Epitacio Pessoa/AE
Epitacio Pessoa/AE

O passado do Ipiranga revisitado por olhos juvenis

Projeto de monitoria beneficia garotos de bairro pobre da zona sul, que passaram a orientar visitantes do Parque da Independência

Edison Veiga, O Estado de S.Paulo

10 Março 2011 | 00h00

Não estranhe se estiver passeando pelo Parque da Independência, no entorno do Museu Paulista, no Ipiranga, zona sul de São Paulo, e for abordado por um grupo de sorridentes jovens. Eles perguntarão se você quer saber um pouco mais sobre o lugar onde, em 1822, foi proclamada a Independência do Brasil. "Eu não gostava de História, agora sou fascinada", diz Mariana de Souza Soares, de 15 anos, do grupo de 25 adolescentes recém-formados como monitores culturais para atuar na área.

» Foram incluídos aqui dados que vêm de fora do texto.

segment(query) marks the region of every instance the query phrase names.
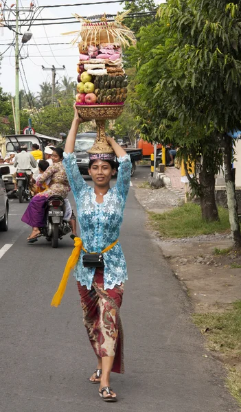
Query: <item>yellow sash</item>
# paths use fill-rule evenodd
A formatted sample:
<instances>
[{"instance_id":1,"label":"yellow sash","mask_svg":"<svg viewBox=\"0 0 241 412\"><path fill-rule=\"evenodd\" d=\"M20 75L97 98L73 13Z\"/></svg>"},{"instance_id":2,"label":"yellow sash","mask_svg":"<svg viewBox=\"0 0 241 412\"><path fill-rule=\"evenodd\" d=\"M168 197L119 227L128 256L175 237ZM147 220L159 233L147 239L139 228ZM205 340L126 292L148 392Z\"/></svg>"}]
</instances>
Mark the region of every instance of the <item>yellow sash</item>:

Trata-se do projeto Agentes Históricos, criado pela instituição Museu a Céu Aberto. Com a capacitação de jovens moradores da Vila Guacuri, bairro pobre da zona sul, a entidade pretende reduzir o vandalismo na capital - a começar pelo parque. "Eles aprenderam o que é restauração, o que é preservação e o que é conservação", afirma o coordenador, Francisco Zorzete. "Agora, circulam pelo parque, orientando visitantes."

Os participantes tiveram três meses de aula, entre 15 de setembro e 15 de dezembro. Como monitores, recebem bolsa-auxílio de R$ 210,83 para atuar no parque duas vezes por semana, em turnos de 3 horas. "Muitos não enxergam a cultura como fonte de renda. Queremos mudar isso", diz o arquiteto Sergio de Simone, professor do projeto.

O dia a dia. Abordar os estranhos no parque para lhes contar um pouco de história parecia um desafio imenso para a garotada. "Mas eles venceram a timidez com criatividade", diz Simone. "Nos fins de semana é mais fácil porque vem mais gente", conta a monitora Lais Cicero de Aguiar, de 15 anos. Ela lembra que muitos moradores antigos do bairro também relatam histórias sobre o local. "É uma troca de informações", completa.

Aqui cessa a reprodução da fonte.